I too was knocked right into the middle of the floor. Having recovered from the fright, I saw

Chupanga, forlornly holding a chink of glass, while the administrator was rushing outside,

puffing and panting. (p.67)

Nesta passagem temos três amálgamas: arremassado (arremessado +amassado) traduzido

pelo verbo to knock, arrependente (arrependido+pendente), traduzido pelo advérbio forlornly

e sbafurado (sbaforido+furado) pelos verbos to puff e pant. Nenhum dos amágamas foi

restaurado na tradução. É preciso dizer que os verbos to puff e to pant chamam a atenção para

o quadro de humor da cena, evocando uma imagem engraçada, como num desenho animado.

Até chamou-me belzeburro. (p.95)

She even called me an obstinate old devil. (p.74)

Belzeburro (Belzebu+burro). Belzebu é traduzido por devil apenas e, além disso, burro é

traduzido por obstinate, ou seja, obstinado ou, ainda, teimoso, desvirtuando um pouco o

sentido autêntico do original.

No dizer de Chupanga, meu pai vivia em nação de bicho, era um tipo levado da broca, todo

artimanhoso. (p.104)

In the words of Chupanga, my father belonged to the nation of beasts, he was as difficult as a

threadworm, all artful and insinuating. (p.82)

Artimanhoso (artimanha+manhoso) é traduzido por all artful e insinuating, dois adjetivos

usados na tentativa de alcançar o significado do neologismo.

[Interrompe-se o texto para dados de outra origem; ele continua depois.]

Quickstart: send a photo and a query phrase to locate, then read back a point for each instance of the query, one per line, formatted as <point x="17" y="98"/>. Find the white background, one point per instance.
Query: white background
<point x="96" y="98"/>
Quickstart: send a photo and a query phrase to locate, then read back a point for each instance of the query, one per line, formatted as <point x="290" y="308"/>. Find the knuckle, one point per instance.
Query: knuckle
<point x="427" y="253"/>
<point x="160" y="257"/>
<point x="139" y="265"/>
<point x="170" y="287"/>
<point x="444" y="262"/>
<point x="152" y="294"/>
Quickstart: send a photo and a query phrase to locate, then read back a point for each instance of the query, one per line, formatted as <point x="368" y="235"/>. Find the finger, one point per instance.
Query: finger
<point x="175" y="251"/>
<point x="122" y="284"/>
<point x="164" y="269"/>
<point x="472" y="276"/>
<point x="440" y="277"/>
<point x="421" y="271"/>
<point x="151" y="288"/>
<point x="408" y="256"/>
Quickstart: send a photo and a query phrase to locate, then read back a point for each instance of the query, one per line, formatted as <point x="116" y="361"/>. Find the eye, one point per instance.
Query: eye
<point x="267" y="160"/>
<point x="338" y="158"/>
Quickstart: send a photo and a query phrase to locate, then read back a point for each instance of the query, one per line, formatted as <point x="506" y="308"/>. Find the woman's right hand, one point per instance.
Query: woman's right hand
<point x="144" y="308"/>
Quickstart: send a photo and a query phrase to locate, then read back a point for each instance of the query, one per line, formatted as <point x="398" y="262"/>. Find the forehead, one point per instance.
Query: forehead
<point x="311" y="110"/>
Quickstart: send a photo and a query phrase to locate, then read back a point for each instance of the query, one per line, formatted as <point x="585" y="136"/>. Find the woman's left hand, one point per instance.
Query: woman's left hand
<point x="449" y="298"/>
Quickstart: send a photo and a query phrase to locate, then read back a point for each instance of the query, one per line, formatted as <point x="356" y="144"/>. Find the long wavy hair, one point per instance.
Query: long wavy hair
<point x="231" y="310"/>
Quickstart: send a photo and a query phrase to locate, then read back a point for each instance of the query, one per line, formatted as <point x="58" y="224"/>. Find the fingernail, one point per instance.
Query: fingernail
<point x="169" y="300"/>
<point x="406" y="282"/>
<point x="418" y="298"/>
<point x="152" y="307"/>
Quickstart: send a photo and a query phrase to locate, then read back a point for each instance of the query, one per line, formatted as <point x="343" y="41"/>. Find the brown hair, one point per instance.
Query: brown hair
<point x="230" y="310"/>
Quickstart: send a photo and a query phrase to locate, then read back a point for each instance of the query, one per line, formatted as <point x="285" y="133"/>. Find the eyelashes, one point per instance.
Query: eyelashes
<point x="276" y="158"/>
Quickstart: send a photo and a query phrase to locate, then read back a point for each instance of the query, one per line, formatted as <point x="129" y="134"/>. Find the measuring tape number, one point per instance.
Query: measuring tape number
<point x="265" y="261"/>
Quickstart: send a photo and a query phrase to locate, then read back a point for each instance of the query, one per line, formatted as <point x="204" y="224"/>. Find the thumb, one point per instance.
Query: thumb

O italiano cabisbaixou-se e pediu desculpa. (p.122)

The Italian hung his head and apologised. (p.97)

Cabisbaixar-se (cabisbaixo+baixar-se). Na tradução hung his head; o amálgama e o que este

sugere (constrangimento, resignação) se perdem na língua de chegada.

Já me foi visto homem sem pila. Mas, agora, pila sem homem, me desculpe. O senhor me

olha, ziguezangado. (p.154)

Now, I´ve seen a man without a cock. But a cock without a man, I´m sorry. You´re looking at

me awkwardly. (p.125)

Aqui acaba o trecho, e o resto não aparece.